Jacques Chirac, having gambled and lost France's referendum on the EU constitution, is currently the least popular president of France since pollsters started measuring such things in the late 1970s. Humiliated at home, where in the words of one commentator he has "finally lost all the credibility he never had", he has yet to establish how much the referendum defeat will weaken him on the European stage. But he must have a pretty shrewd idea.

But Mr Blair, oddly, did not appear entirely at ease either.

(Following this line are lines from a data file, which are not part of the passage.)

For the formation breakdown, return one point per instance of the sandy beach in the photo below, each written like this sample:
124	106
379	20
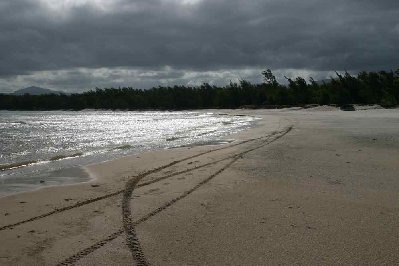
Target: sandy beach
315	186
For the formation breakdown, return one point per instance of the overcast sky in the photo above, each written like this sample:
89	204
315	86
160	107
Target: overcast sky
76	45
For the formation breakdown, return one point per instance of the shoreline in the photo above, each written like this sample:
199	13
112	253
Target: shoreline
330	180
86	177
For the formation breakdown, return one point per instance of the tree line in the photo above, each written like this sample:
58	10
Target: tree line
343	89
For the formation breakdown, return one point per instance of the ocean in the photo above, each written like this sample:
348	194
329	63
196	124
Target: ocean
47	148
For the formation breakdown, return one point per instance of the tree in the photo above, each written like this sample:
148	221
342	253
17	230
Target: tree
269	78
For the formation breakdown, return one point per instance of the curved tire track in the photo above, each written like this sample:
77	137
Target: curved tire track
92	200
132	240
83	253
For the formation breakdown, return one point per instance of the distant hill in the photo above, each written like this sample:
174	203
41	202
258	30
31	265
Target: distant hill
35	91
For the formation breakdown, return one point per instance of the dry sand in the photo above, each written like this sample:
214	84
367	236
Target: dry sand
324	192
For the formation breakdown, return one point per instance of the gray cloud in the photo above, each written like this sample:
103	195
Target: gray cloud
207	37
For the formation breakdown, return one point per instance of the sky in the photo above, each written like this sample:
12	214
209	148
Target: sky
77	45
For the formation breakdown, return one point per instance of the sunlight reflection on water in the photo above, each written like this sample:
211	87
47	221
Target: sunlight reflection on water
65	140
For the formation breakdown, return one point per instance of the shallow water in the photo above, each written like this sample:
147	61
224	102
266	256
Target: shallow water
47	148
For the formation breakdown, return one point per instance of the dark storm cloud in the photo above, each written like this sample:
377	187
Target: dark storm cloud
200	36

Granted, he takes up the rotating EU presidency next month, which must help at times like this, but he nonetheless stands alone against all 24 other EU member states, none of which thinks Britain's rebate is any longer justified (largely because, an irony of sorts, Blairism has performed such wonders for the British economy).

But he got into his stride at a UN-organised meeting at the Elysée of 140 business leaders from around the world aimed at encouraging the private sector to help lift Africa out of poverty. He told the meeting on the Global Compact, a voluntary UN charter of corporate ethics: "We have moved a very long way from the days when business was seen as creating the problems of the world. I think most people accept a strong and vibrant business sector is part of the solution."

There followed a working lunch with UN secretary general Kofi Annan and Mr Chirac, a quick hour of interviews with the French media at the embassy, and a return to the Elysée for the real business of the day: the tête-à-tête with the president. "It was very difficult," he cheer fully admitted later. The meeting was "immensely amicable", but "there is a sharp disagreement".

In essence, Mr Blair said, "there can be no reconsideration of Britain's rebate without reconsideration of the reasons for the rebate", which are that Britain got a lousy deal when it first joined the EU. Also, the EU is spending money on all the wrong things (like agriculture) when it should be investing in the right things (like science, technology, R&D) that will help it compete in the future.

Mr Chirac, who was once an agriculture minister and knows all about the importance of the farm vote, disagrees vehemently.
He is also, some might say, trying to stoke this latest row to distract attention from his humbling referendum defeat. But the pair have long been building up to yesterday's confrontation.

They last rowed bitterly over the CAP in October 2002, when Mr Blair asked the president: "How can you defend the common agricultural policy and then claim to be a supporter of aid to Africa? Failing to reform the CAP means being responsible for the starvation of the world's poor." Mr Chirac was livid. "You have been very badly brought up," he retorted. "No one has ever spoken to me like that."

Until now, the two leaders' relationship has proved remarkably resilient. But perhaps no longer. "What has changed," Mr Blair said carefully in response to a French journalist's question, "is that it is no longer possible to run Europe in the way it used to be run." There you have it, Mr Chirac.